Я продолжаю рассказ, осталось всего несколько минут.
– На следующий день школу закрыли – велось расследование по факту убийств. Через неделю уроки возобновились, но меня никто не подозревал. Кроме моего близкого друга, Умберто, который теперь работает ветеринаром. Я открылся ему, и до сегодняшнего дня он продолжает меня шантажировать, хотя прошло много лет.
При упоминании имени своего пациента доктор вздрогнул.
– Так значит, Умберто… все знал?
Я вижу, что его скрутило от страха. Доктор поверил всему до последнего слова, и не прошло и пяти минут, как он уже считал меня сумасшедшим убийцей. Хорошенький психолог. Глупее не придумаешь.

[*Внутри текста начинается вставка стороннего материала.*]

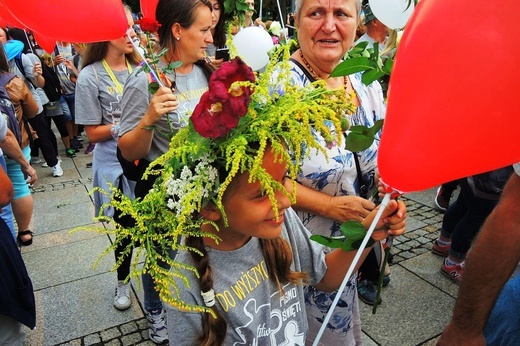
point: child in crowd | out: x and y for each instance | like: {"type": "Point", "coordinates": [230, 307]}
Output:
{"type": "Point", "coordinates": [220, 189]}
{"type": "Point", "coordinates": [255, 273]}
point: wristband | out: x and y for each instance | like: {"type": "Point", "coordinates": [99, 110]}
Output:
{"type": "Point", "coordinates": [114, 130]}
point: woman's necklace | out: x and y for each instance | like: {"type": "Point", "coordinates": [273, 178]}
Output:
{"type": "Point", "coordinates": [315, 75]}
{"type": "Point", "coordinates": [117, 85]}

– Вы не возражаете, если мы закончим немного раньше? – спрашиваю я, кладя на письменный стол положенные сто тридцать евро.
– Нет, – скованно отвечает тот.
Он весь в моих руках, и даже не понимает, кто перед ним – человек, у которого депрессия, или маньяк-убийца.
Я выхожу из кабинета и покупаю рожок мороженого.
Три шарика: фисташковый, шоколадный и кремовый.
По мне, так это куда полезней и гораздо дешевле, чем ходить к психологу.
Тетрадь с портретом Дзоффа наполнилась заметками, рисунками, планами… Теперь это верный товарищ в моей печали. Я смотрю, как дни грустно пролетают, и веду обратный отсчет на этих бумажных листах. Это имеет одну единственную цель: статистика. Так было до сегодняшнего дня.
Первым новость узнает Массимилиано, мой новый друг, держащий магазин, где можно поговорить. Ему теперь я поверяю больше, чем кому бы то ни было. Он почти ничего обо мне не знает, а значит, является куда лучшим советчиком, нежели Коррадо или Умберто, которым мешает эмоциональная вовлеченность.
Первое, что я ему сообщаю, выразительно уже само по себе.
– Я решил покончить с собой.
– Что ты такое говоришь?
– Не бойся, я не выброшусь из окна и не повешусь на люстре прямо в твоем магазине. Отправлюсь в Швейцарию, там с этим помогают. Я уже нашел все, что нужно. В Лугано есть подходящая клиника.
– Но почему? – грустно спрашивает мой друг.
– Причин не счесть, их тысячи. Главная – я не хочу наблюдать, как медленно разлагаюсь, и совсем уже не хочу, чтобы это наблюдали моя жена и дети. Мне хочется, чтобы меня запомнили сильным и бодрым. Кажется, я имею на это право.
– А как там диета?
– Диета помогла. Я похудел, что значительно облегчает боли. Но опухолевые маркеры в крови неуклонно растут. Недавно я снова сдал анализы. Я слишком поздно обнаружил Фрица.
– Фрица?
– Так я его назвал. Мило, не находишь?
– Действительно. Надеюсь, что ты передумаешь.
– Не передумаю. Я уже месяц готовил себя к этому решению. Единственно возможному, между прочим. Не хочется гнить, лежа в кровати.
– А жене сказал?
– Нет, у нас все плохо, ты же знаешь.
Массимилиано наливает мне холодный персиковый чай. Он делает его сам из минеральной воды и персиков. Такой чай оценила бы сама Богоматерь.
Через минуту к нам присоединяется мрачный Джанандреа, который тоже стал постоянным клиентом. Сегодня я узнаю, что он работает портным и что его жена сбежала с заправщиком из Удине.
Мы режемся в карты. «Сорок» – известная игра, в которую я не играл с незапамятных времен. Я даже не могу вспомнить правил. Моя новая и такая короткая жизнь мучительно вынуждает меня делать давно забытое или то, чего я не делал вовсе. Хоть что-то позитивное есть в моей болезни.
Мы с Коррадо отправляемся за Умберто в его больницу. Нас ждет отличный аперитив в центре города.
Я еще не сообщил друзьям о своем решении.
После первого коктейля я заявляю:
– Через шестьдесят девять дней я еду в Швейцарию.
– Отлично, путешествие задумал? – до Коррадо пока не доходит. Я слишком обтекаемо выразился.
– Я заказал место в клинике, где помогают покончить с собой.